A simple antenna design

The simplicity of the antenna has always been one of its greatest attractions, and it is particularly effective at VHF and UHF frequencies where its physical size can be quite small. Although its characteristics are narrowband, it is a high gain device - often 10 dB or more.

It is also highly directional, comprising, in its simplest form, one driven element of a dipole or folded dipole plus a parasitic director in front and a reflector behind. (The reflector is normally about 5% longer than the dipole while the director is shorter than the driven element.) From this simple configuration multiple directors and reflectors can be added to create a highly ‘personalised’ directional, narrowband antenna.

Yagi, holding an antenna

Hidetsugu Yagi, holding an example of the antenna that bears his name. Credit: Hitachi Kokusai Electric, Inc. Yagi Antenna Division.

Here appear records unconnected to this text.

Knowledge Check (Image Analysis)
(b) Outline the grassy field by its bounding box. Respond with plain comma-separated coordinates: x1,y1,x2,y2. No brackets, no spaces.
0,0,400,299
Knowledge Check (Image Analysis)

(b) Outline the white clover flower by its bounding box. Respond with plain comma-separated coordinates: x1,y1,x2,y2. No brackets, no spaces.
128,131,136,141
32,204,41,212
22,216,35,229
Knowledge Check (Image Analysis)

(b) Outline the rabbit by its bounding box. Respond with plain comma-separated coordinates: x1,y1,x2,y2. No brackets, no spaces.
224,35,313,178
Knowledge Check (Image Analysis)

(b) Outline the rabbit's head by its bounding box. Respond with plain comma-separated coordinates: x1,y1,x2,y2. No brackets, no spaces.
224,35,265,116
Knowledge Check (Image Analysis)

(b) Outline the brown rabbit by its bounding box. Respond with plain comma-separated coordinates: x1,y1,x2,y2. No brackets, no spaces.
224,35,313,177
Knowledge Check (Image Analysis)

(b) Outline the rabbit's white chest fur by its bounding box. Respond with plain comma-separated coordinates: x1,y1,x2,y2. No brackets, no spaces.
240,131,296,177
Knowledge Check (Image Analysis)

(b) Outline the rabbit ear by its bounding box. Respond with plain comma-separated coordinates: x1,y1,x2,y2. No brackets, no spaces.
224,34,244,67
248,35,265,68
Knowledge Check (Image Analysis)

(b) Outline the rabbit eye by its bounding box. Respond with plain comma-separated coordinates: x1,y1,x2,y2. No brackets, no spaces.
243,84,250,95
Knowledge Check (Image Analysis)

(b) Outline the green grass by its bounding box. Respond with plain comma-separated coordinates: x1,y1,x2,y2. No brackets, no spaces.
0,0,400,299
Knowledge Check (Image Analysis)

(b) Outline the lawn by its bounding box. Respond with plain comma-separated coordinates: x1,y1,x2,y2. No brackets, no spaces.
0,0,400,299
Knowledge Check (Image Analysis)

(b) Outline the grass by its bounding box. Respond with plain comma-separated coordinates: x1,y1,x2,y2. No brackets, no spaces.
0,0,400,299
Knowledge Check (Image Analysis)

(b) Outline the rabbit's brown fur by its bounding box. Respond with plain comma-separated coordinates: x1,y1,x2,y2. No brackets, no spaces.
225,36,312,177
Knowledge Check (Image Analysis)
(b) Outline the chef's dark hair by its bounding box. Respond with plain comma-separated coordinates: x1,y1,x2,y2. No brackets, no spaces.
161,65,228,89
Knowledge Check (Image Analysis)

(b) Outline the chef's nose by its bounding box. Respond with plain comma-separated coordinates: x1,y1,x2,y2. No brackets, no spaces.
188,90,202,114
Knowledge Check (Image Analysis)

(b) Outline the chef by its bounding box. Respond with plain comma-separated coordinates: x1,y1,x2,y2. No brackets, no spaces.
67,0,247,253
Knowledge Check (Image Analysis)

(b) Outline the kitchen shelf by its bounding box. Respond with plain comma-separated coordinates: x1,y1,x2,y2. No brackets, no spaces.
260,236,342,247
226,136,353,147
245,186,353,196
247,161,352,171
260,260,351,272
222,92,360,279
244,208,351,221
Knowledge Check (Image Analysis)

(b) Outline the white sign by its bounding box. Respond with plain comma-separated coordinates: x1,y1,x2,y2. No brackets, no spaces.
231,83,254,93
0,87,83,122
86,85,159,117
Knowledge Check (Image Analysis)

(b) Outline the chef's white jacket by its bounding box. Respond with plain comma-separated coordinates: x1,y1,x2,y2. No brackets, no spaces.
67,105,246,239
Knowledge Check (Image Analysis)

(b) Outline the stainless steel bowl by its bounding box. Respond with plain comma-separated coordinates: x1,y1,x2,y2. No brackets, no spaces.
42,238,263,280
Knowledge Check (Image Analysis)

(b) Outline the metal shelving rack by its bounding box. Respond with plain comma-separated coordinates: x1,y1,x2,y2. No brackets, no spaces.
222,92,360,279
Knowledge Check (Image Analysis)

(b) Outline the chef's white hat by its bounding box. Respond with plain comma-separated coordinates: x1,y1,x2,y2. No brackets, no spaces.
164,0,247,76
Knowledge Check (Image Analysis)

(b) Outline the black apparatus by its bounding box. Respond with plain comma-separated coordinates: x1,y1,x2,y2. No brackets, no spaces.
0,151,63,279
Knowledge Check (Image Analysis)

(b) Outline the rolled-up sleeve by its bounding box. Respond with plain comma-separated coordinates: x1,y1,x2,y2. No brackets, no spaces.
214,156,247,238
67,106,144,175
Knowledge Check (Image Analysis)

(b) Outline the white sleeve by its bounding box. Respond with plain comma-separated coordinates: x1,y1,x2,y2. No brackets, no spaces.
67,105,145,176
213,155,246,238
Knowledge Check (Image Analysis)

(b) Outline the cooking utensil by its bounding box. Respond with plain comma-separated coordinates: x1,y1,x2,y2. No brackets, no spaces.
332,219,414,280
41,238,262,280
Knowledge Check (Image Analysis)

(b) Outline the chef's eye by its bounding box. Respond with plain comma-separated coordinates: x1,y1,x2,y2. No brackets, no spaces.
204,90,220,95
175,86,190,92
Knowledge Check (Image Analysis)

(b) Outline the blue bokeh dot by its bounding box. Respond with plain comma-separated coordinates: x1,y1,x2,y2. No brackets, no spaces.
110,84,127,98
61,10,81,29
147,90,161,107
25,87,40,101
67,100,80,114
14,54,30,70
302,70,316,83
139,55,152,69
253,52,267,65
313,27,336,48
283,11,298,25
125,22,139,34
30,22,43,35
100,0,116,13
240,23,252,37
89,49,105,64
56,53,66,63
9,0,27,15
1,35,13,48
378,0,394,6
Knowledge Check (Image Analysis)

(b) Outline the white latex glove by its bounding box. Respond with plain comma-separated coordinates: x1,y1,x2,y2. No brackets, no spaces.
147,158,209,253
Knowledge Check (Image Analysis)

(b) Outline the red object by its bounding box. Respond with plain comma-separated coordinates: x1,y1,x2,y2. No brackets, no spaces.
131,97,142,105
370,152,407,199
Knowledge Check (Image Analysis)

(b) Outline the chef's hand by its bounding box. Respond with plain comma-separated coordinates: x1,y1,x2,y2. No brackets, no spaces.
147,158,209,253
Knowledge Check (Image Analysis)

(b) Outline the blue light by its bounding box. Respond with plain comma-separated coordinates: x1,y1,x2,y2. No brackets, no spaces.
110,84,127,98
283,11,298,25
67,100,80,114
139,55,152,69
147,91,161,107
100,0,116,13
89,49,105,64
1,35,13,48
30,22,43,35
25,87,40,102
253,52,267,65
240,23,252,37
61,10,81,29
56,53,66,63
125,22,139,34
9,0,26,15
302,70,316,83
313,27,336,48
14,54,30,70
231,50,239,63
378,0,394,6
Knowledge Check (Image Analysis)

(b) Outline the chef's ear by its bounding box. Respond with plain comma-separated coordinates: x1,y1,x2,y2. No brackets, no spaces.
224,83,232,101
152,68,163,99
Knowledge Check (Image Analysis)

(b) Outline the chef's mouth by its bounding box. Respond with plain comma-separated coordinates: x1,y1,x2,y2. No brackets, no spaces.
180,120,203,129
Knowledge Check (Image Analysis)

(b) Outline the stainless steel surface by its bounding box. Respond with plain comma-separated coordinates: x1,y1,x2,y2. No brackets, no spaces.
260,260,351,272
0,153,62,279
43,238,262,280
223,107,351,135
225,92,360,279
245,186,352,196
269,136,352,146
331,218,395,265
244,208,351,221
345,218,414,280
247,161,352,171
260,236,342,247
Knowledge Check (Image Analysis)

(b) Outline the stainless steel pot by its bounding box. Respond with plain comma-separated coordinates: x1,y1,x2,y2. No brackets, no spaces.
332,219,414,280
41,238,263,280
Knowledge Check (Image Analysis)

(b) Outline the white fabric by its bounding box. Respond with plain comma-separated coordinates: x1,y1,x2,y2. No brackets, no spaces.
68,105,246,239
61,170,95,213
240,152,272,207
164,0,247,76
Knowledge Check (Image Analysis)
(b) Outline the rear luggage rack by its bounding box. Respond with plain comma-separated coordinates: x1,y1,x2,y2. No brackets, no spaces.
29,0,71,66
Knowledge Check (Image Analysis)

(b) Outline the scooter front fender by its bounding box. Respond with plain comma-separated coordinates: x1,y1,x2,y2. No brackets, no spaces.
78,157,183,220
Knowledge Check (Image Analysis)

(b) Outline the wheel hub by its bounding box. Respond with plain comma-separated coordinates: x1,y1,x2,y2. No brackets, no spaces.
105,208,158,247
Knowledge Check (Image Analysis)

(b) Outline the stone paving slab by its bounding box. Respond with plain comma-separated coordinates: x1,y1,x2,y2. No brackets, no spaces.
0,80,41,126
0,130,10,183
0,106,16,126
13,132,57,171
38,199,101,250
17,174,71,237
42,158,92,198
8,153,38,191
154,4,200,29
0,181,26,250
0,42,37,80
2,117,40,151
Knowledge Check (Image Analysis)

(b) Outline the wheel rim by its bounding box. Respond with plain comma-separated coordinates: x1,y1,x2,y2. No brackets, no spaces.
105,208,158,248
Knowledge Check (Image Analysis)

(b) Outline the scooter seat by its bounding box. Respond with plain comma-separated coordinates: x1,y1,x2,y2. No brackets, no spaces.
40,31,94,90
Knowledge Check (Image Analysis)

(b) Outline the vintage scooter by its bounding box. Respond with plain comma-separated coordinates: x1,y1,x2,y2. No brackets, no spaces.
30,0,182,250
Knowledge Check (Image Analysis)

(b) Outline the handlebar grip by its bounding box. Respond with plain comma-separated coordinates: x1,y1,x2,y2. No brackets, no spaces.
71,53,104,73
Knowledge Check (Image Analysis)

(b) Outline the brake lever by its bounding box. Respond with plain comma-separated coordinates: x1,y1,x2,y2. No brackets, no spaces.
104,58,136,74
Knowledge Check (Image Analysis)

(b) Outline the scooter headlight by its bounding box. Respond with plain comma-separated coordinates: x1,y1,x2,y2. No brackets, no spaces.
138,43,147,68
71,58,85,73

The relationship between physical size such as element length, the diameter of the elements and the spacing of the reflector(s) and director(s) can significantly alter the antenna’s impedance and gain, such that finetuning is often necessary for maximum performance.

Yagi antenna systems first came into widespread use during World War II but, ironically, not in Japan. The development of radar, particularly airborne versions, had stimulated their adoption in Europe and the USA. However, in Japan, rivalry between the army and navy prevented an awareness of the antenna until very late in the war, even though the army knew of the device after the fall of Singapore in 1942.

It’s fair to say that the Yagi-Uda antenna revolutionised radio and has become the most widely used antenna system, especially at higher frequencies. Hidetsugu Yagi, who died in 1976 as he approached his 90th birthday, would have been proud of his legacy.